Il y a dix ans que La Folle, vingt-sept ans, vit enfermée dans un
hôpital psychiatrique de La Ville quand débarque un jeune interne, futur
obstétricien, fils de bonne famille, qui se montre, d’emblée, très
attiré par la singularité de son histoire et par l’étrangeté des
symptômes qu’elle développe. Avant de lui rendre visite, il s’est
renseigné et a appris que La Folle sent et observe en permanence la
présence d’une forme rouge et visqueuse placée à quelques centaines de
mètres au-dessus d’elle. Il sait également qu’elle a une sœur jumelle,
alcoolique et peintre, qu’elle n’a pas vue depuis des années, qui
demeure dans l’Autre Ville et qui dit être, elle aussi, reliée à un
zénith opaque et tourmenté perdu « dans le plafond du ciel ».
L’Interne, qui est passionné par la gémellité, se rapproche de plus
en plus de cette femme plutôt belle qui semble devoir rester enfermée à
vie. Il est persuadé qu’elle pourrait peut-être recouvrer un peu de
santé si elle revoyait sa sœur. Mais pour cela, il lui faut l’extraire
de l’asile. Et c’est ce qu’il va s’efforcer de faire, sans en parler à
personne, prenant, un beau matin, la clé des champs en sa compagnie.
« La tête de l’Interne vrombit et les veines de ses tempes rythment
ses pas comme son allure. Les feux rouges passent au vert dans les rues
qu’ils traversent, les voitures passent, ils sont pressés, peureux :
sans doute la recherchent-ils à l’hôpital ? Et puis, ils ont un train à
prendre, pour un long voyage. »
C’est ce périple, ces nombreuses heures de train entre La Ville et
l’Autre Ville, avec escale à La Ville-Frontière que l’on suit. Dans le
compartiment La Folle et l’Interne rencontrent des personnages qui ne
manquent pas de les étonner. L’inverse est également vrai. Tout ce petit
monde se déplace en portant un subconscient constamment en alerte.
Chacun exprime ce qu’il ressent de façon particulière, souvent à
mi-voix, en un murmure vif et débridé. Ce sont ces ressentis multiples –
et irrationnels – que Mathieu Brosseau imagine, développe et
transcrit dans son texte.
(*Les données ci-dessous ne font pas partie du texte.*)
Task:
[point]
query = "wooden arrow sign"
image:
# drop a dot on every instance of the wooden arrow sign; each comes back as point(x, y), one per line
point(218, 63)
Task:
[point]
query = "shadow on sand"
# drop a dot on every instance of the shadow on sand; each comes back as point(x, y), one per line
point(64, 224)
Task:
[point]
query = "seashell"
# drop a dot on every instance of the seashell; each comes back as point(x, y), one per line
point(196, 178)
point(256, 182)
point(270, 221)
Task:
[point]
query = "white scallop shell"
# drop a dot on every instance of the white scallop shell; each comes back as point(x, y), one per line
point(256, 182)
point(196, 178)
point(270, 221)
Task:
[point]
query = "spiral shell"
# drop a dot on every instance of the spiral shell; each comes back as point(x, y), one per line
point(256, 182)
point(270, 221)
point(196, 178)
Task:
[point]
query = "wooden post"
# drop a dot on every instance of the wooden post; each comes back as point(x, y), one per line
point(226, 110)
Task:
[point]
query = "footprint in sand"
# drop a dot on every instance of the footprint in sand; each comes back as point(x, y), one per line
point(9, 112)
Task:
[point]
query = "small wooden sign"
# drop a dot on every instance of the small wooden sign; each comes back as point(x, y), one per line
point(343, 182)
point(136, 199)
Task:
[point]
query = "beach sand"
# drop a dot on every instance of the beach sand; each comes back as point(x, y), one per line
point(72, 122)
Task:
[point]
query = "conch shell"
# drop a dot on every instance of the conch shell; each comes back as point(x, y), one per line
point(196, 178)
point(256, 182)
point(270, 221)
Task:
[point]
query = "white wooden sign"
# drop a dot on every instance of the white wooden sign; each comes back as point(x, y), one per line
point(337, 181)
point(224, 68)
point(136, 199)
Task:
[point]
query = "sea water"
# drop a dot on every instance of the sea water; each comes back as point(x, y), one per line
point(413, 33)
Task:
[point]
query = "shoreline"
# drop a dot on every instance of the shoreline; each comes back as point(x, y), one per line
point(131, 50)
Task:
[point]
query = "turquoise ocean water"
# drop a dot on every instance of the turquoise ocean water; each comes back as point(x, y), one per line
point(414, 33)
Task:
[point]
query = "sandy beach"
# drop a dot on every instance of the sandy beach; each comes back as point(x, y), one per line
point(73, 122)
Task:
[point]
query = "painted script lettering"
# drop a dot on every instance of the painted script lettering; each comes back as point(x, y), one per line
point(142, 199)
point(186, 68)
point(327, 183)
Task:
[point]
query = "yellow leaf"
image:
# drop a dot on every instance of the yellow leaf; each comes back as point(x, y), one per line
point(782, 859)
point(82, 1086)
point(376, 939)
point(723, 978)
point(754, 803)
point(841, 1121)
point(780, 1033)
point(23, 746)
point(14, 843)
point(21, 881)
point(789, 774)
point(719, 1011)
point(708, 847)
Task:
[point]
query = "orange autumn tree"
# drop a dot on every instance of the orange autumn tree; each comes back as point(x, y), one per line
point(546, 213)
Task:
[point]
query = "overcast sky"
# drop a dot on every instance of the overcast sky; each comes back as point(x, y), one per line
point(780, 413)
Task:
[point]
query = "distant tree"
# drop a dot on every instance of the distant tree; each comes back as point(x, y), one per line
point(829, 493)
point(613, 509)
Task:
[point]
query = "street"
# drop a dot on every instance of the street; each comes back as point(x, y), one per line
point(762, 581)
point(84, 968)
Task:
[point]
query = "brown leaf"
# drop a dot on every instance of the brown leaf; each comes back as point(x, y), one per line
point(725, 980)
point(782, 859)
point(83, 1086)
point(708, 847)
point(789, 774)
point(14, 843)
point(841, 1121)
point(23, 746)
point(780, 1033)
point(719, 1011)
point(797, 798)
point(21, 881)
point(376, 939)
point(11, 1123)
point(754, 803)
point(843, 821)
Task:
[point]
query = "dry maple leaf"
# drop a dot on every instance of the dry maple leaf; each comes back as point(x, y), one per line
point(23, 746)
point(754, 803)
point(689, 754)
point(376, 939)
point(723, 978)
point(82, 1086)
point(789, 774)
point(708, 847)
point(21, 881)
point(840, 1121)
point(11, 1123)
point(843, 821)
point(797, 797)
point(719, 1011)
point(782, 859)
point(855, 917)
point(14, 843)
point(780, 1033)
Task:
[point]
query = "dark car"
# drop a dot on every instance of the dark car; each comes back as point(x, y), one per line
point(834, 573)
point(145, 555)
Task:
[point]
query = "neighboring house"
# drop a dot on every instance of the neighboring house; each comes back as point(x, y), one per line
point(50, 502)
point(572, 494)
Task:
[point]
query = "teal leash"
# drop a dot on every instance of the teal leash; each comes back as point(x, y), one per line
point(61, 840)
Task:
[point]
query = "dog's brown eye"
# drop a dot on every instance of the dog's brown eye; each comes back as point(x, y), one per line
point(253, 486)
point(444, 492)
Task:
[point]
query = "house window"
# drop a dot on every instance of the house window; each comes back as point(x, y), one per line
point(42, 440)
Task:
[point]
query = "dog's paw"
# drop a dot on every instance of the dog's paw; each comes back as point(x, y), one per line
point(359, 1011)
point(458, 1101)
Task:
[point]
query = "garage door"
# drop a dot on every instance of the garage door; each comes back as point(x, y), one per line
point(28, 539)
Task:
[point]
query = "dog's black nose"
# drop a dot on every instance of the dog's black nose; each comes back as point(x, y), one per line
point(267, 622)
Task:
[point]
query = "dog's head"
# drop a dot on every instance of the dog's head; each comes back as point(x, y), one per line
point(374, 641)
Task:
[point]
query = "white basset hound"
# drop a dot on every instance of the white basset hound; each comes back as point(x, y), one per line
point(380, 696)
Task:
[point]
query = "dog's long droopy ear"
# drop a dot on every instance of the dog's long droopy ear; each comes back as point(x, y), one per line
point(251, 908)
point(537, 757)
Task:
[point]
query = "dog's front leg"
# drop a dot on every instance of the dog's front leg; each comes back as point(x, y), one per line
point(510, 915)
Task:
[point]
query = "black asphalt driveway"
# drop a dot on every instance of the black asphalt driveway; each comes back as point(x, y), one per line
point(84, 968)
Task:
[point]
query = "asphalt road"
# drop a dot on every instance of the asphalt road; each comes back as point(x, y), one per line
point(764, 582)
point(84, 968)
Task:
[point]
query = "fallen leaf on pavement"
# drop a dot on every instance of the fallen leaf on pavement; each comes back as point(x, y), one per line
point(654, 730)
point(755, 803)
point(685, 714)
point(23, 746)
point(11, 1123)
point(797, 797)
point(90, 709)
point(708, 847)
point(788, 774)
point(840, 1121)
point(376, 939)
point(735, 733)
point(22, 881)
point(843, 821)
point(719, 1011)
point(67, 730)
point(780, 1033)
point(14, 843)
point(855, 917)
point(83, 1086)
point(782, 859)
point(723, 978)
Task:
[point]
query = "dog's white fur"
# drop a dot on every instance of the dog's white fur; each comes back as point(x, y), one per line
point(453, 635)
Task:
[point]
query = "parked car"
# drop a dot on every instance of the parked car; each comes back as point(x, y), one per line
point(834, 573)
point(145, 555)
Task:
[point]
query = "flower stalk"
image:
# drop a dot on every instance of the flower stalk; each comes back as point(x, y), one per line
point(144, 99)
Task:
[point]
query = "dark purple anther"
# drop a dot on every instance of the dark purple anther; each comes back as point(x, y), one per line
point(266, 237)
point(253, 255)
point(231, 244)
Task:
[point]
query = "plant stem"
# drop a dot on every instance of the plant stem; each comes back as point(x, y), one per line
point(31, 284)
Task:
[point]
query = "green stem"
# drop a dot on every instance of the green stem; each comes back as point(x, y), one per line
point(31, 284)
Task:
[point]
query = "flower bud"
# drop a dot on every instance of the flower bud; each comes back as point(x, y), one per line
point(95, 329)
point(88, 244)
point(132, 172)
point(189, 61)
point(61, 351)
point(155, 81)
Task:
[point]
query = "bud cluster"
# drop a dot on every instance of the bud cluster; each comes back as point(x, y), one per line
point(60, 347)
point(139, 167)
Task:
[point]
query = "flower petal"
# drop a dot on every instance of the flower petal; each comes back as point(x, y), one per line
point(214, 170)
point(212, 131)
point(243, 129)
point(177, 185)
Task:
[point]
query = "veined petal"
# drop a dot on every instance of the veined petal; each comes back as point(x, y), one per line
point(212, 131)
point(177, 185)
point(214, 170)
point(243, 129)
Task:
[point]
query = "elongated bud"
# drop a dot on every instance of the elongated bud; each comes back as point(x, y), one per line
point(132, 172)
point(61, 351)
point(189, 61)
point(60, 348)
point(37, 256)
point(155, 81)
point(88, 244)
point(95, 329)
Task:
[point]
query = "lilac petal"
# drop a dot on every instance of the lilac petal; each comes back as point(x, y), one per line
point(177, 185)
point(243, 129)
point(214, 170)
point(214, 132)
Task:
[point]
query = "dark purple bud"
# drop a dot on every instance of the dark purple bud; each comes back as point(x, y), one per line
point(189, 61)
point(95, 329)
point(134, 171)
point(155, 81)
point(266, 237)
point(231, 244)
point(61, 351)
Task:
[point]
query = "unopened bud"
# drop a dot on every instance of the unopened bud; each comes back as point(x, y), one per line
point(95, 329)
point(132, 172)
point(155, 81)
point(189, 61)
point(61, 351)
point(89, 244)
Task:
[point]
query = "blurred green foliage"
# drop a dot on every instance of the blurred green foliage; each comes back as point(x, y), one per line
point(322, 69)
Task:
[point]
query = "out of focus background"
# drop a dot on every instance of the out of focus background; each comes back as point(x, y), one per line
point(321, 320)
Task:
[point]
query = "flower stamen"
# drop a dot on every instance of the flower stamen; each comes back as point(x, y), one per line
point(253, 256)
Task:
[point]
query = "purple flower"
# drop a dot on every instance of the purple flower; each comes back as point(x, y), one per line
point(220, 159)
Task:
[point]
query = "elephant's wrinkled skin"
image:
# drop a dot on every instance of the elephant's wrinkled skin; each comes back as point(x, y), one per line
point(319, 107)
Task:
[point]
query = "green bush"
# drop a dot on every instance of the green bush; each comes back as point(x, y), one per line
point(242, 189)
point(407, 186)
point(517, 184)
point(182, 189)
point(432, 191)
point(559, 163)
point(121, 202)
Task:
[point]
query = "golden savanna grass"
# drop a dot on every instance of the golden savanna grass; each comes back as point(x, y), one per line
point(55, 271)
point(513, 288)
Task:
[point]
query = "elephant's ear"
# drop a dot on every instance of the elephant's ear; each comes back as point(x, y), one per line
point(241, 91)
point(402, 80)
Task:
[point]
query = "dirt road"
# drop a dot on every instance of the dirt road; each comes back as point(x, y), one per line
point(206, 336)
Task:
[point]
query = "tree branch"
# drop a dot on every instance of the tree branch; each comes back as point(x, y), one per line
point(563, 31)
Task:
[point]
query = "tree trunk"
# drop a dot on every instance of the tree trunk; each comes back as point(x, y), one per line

Ce voyage n’est pas seulement géographique
mais aussi, et surtout, intérieur.
En chemin, le futur médecin et sa protégée s’interrogent et parlent
peu, ou alors pour eux-mêmes, tandis que la sœur jumelle procède de
même, au gré de ses déambulations en zigzag dans l’Autre Ville. Un
univers mental et polyphonique se met ainsi en place et certains faits,
longtemps refoulés, qui touchent au passé de La Folle, remontent peu à
peu à la surface.
« On a poussé Mère la nôtre sous une voiture en marche rapide, dans
la rue, verte et bleue comme une voiture de petit garçon, c’était pour
rire, juste pour la déglinguer un peu, ça me fait sourire, pas vraiment
pour la tuer, mais elle n’a pas survécu Mère la nôtre, même avec
l’hôpital, même après les soins, c’était mieux, après Mémé nous a
gardées, au moins on ne se sentait pas le devoir du respect. »
Si Chaos, roman extrêmement bien construit, se situe aux
confins de la folie, Mathieu Brosseau, qui en entrouvre les portes, fait
en sorte de ne jamais se laisser emporter par les dérives verbales que
celle-ci pourrait engendrer. Ce qui frappe, et enchante ici, c’est la
maîtrise d’une écriture qui bouge pourtant sans cesse. Elle joue avec
les sonorités et les dissonances. Elle s’approche parfois de la transe,
s’attache au monde secret, aux non-dits et à la psyché des uns et des
autres. Elle s’échappe au gré d’un rêve, d’une vision, d’une incursion
dans la pensée tumultueuse des différents protagonistes et change de
tonalité à l’improviste tout en restant, jusque dans sa capacité à
suggérer, toujours discrètement tenue.
Mathieu Brosseau : Chaos, Quidam éditeur.